On the other hand the max polluting river is emitting $62,591.9\ T$ of plastic each year!
Before we move on we should know which Coordinate Reference System (CRS) the data is stored in. Run the code below.
# run me
rivers.crs
<Geographic 2D CRS: EPSG:4326> Name: WGS 84 Axis Info [ellipsoidal]: - Lat[north]: Geodetic latitude (degree) - Lon[east]: Geodetic longitude (degree) Area of Use: - name: World. - bounds: (-180.0, -90.0, 180.0, 90.0) Datum: World Geodetic System 1984 ensemble - Ellipsoid: WGS 84 - Prime Meridian: Greenwich
The CRS is WGS 84 which is the latitude longitude projection. More info on reference systems can be found here.
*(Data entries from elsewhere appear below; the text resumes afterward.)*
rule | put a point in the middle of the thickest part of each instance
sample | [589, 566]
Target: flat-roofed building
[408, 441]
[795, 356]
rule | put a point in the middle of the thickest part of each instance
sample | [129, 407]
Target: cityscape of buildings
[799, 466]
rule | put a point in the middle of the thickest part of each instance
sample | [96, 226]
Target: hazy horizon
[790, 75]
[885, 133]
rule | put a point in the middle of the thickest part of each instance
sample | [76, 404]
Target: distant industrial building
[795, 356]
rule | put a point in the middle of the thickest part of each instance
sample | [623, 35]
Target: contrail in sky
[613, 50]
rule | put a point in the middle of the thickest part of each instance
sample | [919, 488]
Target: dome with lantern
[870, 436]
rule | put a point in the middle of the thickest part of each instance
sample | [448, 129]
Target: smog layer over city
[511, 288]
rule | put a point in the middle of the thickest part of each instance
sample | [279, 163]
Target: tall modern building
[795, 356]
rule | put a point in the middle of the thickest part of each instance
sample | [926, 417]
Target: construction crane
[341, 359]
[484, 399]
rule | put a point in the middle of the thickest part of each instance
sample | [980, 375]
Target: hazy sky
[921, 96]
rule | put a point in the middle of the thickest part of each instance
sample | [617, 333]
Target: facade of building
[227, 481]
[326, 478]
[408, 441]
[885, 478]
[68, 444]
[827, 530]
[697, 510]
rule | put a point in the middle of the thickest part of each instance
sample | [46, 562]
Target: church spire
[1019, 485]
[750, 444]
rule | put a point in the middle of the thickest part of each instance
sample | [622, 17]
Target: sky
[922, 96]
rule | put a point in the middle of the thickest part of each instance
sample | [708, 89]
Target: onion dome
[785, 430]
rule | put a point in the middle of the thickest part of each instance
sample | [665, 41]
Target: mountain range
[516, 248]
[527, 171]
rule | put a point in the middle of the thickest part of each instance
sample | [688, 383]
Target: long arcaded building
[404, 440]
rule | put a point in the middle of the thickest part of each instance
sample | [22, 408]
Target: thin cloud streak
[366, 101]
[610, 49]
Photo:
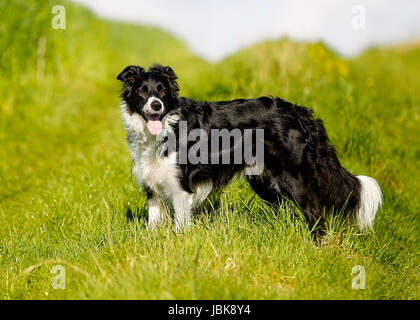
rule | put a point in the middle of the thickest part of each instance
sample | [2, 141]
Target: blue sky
[216, 28]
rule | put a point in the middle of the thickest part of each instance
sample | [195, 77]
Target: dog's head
[151, 94]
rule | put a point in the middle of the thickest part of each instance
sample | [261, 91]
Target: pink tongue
[154, 126]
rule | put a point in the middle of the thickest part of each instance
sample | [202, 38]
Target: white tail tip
[370, 202]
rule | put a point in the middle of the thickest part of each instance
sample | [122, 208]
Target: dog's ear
[130, 73]
[169, 74]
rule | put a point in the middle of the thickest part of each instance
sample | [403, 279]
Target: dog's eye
[160, 87]
[144, 89]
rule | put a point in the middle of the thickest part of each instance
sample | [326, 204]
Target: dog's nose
[156, 105]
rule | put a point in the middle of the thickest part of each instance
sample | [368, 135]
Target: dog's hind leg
[306, 198]
[264, 189]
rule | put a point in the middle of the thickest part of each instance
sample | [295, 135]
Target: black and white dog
[298, 160]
There are two easy tools which we can use to visualise this dataset.
The first is calling .plot() on our GeoPandas dataset. This will plot all the river points using Matplotlib.
Run the code below to see the figure.
# run me
rivers.plot(column='dots_exten')
<AxesSubplot:>
This is great to quickly visualise the data but it looks terrible and has no scale/colourbar!
We can use .explore() to create an interactive figure of our data.
This figure may be slow to repond to hover/panning etc. since the dataset is so large!
# run me
rivers.explore()